Fifty-seven fish species from the Xiangjiaba reservoir area were included in our constructed reliable DNA barcode reference library, where each species with two or more haplotypes formed a distinct cluster with high posterior probability. The success ratio of species identification for fishes in Xiangjiaba reservoir area using DNA barcoding was 100%. Among 57 identified fish species, at the genus level, only the genus Pseudobagrus was not monophyletic. Both the genera Tachysurus and Leiocassis clustered with the genus Pseudobagrus under a single node. The genetic distances based on the K2P model within Pseudobagrus ranged from 2.48 to 8.99%. The phylogenetic relationship of this genus is controversial and was unresolved in previous studies (Cheng et al. 2009; Kottelat 2013; Zeng 2013). Zou et al. (2020) proposed that the genera Pelteobagrus, Leiocassis, and Pseudobagrus of the family Bagridae could not be clustered as monophyly, respectively. This result could be caused by rapid speciation and high variability during species evolution. Nevertheless, DNA barcoding was powerful and effective in fish species identification for the Xiangjiaba reservoir area.

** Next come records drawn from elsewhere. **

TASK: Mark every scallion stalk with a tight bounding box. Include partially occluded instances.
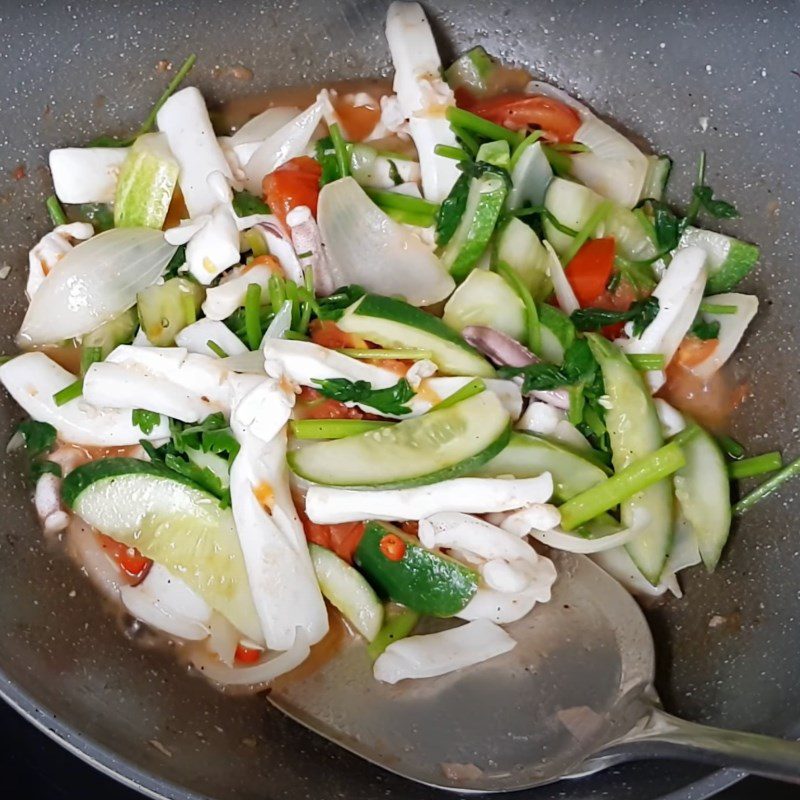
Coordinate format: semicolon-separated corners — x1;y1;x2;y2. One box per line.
733;458;800;515
728;450;783;481
559;442;686;531
289;419;393;439
432;378;486;411
244;283;263;350
445;106;524;147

During the evaluation of genetic diversity, four species (Coreius guichenoti, Pseudolaubuca engraulis, Pelteobaggrus vachelli, and Saurogobio dabryi) had relatively higher haplotype diversity in the Xiangjiaba reservoir area. This phenomenon indicated that these fishes possessed higher genetic diversity to cope with harsh environmental conditions. Through this study, we have a better understanding of fish species from a molecular perspective, contributing to monitoring, conservation, and management of fish resources in the Xiangjiaba reservoir area.

Conclusions

In this study, 333 fish mitochondrial DNA barcodes (672 bp) were determined from 57 species belonging to 14 families in 8 orders. The mean genetic divergence at the species, genus and family levels were 0. 19%, 2.98%, and 11.95%, respectively based on the Kimura 2-parameter model. There were clear DNA barcoding gaps between the intraspecific distance and the interspecific distances from the K2P model. The Bayesian inference (BI) and neighbor-joining (NJ) trees showed that all individuals clustered as 57 distinct species, confirming the accuracy of the morphological identification. Our results demonstrated that DNA barcoding was highly efficient for the identification of fish species, and the method provided basal data for ecological assessments, management, and conservation of fish resources in the Xiangjiaba reservoir area.